On Tue, Dec 8, 2009 at 6:49 PM, Zhengguo 'Mike' SUN
wrote:
> What stochastic decomposition trick are you guys referring to? I appreciate
> if you could provide some pointers.
>
http://arxiv.org/abs/0909.4061
Basically the trick is: first project your column space (or row space, but
let's think of the rows as your
data points) randomly down from gigantically huge down to some small, but
still larger than the final
dimension you want to reduce to (say: project from millions of columns down
to thousands, where you
want to end up with a rank-300 factorization). Then take your num_rows by
small_num matrix and square
it, leaving you with a small_num by small_num matrix you can decompose in
memory using whatever
techniques you know to work on small, but dense, matrices.

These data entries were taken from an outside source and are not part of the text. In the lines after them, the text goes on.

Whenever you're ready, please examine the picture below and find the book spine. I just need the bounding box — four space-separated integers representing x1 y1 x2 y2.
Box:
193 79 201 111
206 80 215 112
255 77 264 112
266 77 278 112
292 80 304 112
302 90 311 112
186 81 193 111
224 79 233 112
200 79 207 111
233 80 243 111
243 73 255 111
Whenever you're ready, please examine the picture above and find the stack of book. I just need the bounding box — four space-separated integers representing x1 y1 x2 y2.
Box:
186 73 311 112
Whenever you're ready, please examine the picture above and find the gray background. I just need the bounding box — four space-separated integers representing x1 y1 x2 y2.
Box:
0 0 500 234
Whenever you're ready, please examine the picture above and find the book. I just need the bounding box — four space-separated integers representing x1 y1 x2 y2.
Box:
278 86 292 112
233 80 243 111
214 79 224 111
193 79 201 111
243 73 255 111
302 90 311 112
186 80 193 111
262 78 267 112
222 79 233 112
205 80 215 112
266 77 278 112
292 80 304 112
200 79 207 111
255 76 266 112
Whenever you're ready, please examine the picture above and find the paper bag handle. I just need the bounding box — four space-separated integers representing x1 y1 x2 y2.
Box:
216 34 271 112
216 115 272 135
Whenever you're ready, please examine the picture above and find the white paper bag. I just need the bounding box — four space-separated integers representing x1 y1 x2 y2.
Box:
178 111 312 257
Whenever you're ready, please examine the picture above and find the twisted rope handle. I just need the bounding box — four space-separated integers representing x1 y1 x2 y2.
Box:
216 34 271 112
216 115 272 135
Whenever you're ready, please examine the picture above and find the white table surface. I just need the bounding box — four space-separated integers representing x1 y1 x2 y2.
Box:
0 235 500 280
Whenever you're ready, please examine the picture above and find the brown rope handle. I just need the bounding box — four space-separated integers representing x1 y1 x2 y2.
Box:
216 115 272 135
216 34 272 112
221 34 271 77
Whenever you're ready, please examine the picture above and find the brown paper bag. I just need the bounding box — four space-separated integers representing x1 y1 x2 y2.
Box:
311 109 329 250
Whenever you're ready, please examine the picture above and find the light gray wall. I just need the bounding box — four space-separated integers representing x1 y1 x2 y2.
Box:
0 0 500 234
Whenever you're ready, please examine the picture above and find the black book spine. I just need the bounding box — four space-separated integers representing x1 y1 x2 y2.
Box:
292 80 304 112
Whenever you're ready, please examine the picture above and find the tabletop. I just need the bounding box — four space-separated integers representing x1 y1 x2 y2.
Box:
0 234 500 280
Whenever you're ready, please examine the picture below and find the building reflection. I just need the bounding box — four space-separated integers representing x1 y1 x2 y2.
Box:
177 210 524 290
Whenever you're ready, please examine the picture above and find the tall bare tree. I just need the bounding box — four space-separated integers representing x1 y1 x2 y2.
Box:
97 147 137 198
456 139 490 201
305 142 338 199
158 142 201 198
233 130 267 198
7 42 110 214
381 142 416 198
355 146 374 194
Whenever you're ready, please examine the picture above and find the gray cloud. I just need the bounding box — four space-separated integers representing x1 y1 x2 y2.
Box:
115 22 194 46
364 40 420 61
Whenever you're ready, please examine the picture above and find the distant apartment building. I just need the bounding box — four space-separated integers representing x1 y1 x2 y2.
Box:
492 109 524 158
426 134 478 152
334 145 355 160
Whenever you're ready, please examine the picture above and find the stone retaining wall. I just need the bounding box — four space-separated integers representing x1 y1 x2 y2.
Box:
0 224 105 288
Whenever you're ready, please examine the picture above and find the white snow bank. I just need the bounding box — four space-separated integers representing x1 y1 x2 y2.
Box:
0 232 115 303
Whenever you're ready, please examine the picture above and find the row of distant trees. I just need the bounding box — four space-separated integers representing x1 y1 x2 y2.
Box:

It works because of the Johnson-Lindenstrauss
lemma.
-jake
>
>
> ________________________________
> From: Jake Mannix
> To: mahout-user@lucene.apache.org
> Cc: j-norstad@northwestern.edu
> Sent: Tue, December 8, 2009 9:08:19 PM
> Subject: Re: Fwd: A MapReduce Algorithm for Matrix Multiplication
>
> On Tue, Dec 8, 2009 at 5:56 PM, Ted Dunning wrote:
>
> > NMF should be amenable to the stochastic decomposition trick. That
> reduces
> > the problem to a much smaller factorization that you could plausibly do
> > using sequential techniques. Jake Mannix is working on getting
> > factorizations going, but I don't know if he has gotten to NMF.
> >
>
> I'm not currently working on NMF, but the stochastic decomposition trick
> will be
> in there soon, which should allow all this pretty easily.
>
> Although... if you start with a positive matrix, you may want a specialized
> random
> projector which preserves positivity for this kind of thing. But I'm not
> sure, I
> haven't looked too closely at what happens when you try to do this trick on
> NMF.
>
> -jake
>
>
>
>
>